The total energy goes back down to around 50W again, with almost all of it
dissipated by the single electric arc, and the non-arcing nail loses the
race. The direct contact gets about 0.5 watt, while the electric arc gets
the remaining 49.5 watts, and as a result, the nail with the direct
contact stays cool and does not trigger an arc, while the electric arc
self-heats, maintaining its own existance. Once the arc appears at one
end of the pickel, it tends to stay there.
Note that I'm picking these numbers out of the air, and making informed
guesses as to what's occurring. I think the general idea is correct, but
the actual values might be quite different than I've speculated above.

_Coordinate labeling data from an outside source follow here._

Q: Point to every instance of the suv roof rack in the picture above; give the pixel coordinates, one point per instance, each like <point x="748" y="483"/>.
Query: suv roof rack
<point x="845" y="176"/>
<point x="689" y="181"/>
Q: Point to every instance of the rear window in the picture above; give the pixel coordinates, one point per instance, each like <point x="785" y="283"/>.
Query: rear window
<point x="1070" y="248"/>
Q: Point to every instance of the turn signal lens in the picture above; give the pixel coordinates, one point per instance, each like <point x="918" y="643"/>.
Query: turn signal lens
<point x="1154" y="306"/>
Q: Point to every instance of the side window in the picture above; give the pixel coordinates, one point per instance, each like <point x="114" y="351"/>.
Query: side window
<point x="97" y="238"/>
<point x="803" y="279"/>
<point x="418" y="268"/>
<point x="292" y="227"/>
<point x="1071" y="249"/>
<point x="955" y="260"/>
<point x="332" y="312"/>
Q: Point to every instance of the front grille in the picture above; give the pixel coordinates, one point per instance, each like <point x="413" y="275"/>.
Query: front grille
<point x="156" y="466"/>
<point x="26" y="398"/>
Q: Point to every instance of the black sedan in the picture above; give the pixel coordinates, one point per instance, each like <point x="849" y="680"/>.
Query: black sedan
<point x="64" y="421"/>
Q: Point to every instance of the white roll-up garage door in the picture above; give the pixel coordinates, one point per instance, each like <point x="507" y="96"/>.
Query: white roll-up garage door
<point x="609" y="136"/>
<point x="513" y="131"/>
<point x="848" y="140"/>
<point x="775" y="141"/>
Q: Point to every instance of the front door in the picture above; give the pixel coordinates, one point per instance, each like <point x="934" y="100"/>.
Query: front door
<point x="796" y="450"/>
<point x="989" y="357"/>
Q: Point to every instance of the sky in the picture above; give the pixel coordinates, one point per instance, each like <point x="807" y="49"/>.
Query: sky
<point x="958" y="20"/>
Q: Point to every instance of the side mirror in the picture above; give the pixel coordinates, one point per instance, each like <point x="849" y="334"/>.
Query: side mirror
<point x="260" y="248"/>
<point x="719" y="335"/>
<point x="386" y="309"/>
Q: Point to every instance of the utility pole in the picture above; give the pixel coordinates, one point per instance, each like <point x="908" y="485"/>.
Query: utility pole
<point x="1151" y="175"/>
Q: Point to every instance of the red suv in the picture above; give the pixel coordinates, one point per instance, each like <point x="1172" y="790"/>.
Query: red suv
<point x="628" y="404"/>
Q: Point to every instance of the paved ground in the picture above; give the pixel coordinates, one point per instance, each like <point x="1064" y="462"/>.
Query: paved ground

Why would the arc move from one end to the other? Well, have you
noticed that the electric arc tends to carve a large hollow inside the
pickel? In industrial settings this is called "electric discharge
machining" and is used to carve odd-shaped holes in metal parts. The arc
is extremely hot, and it vaporizes any pickle tissue that it touches. For
this reason the arc tends to attack any bit of pickle tissue that
protrudes, and when that part of the pickle is destroyed by the arc, the
arc wanders to the next highest section of pickle-stuff. After a moment
the nail would have no supports, and would fall down and touch the pickle
directly. At this point the wattage would rise enormously again (because
the two 3-ohm direct contacts in series present only 6 ohms load to the
power supply). Again the 2400 watts would blast the pickle, the "random
decision" would occur, and one of the nails would heat its way into an
electric arc state.
As time went on, the nails would chew down through the pickel, randomly
taking turns at supporting an electric arc, or at making direct contact
with the pickle tissue. And while the arc was staying at one end, it
would continuously move along the nail, creating a strange
flickering/crawling light pattern.
I've always been meaning to make an "artificial pickle" that was transparent inside. Cast a block of unflavored Jello with lots of salt added, then use it as a "pickle." The clear surface would give us a window on the mysteries taking place inside. This might make a good student project, eh?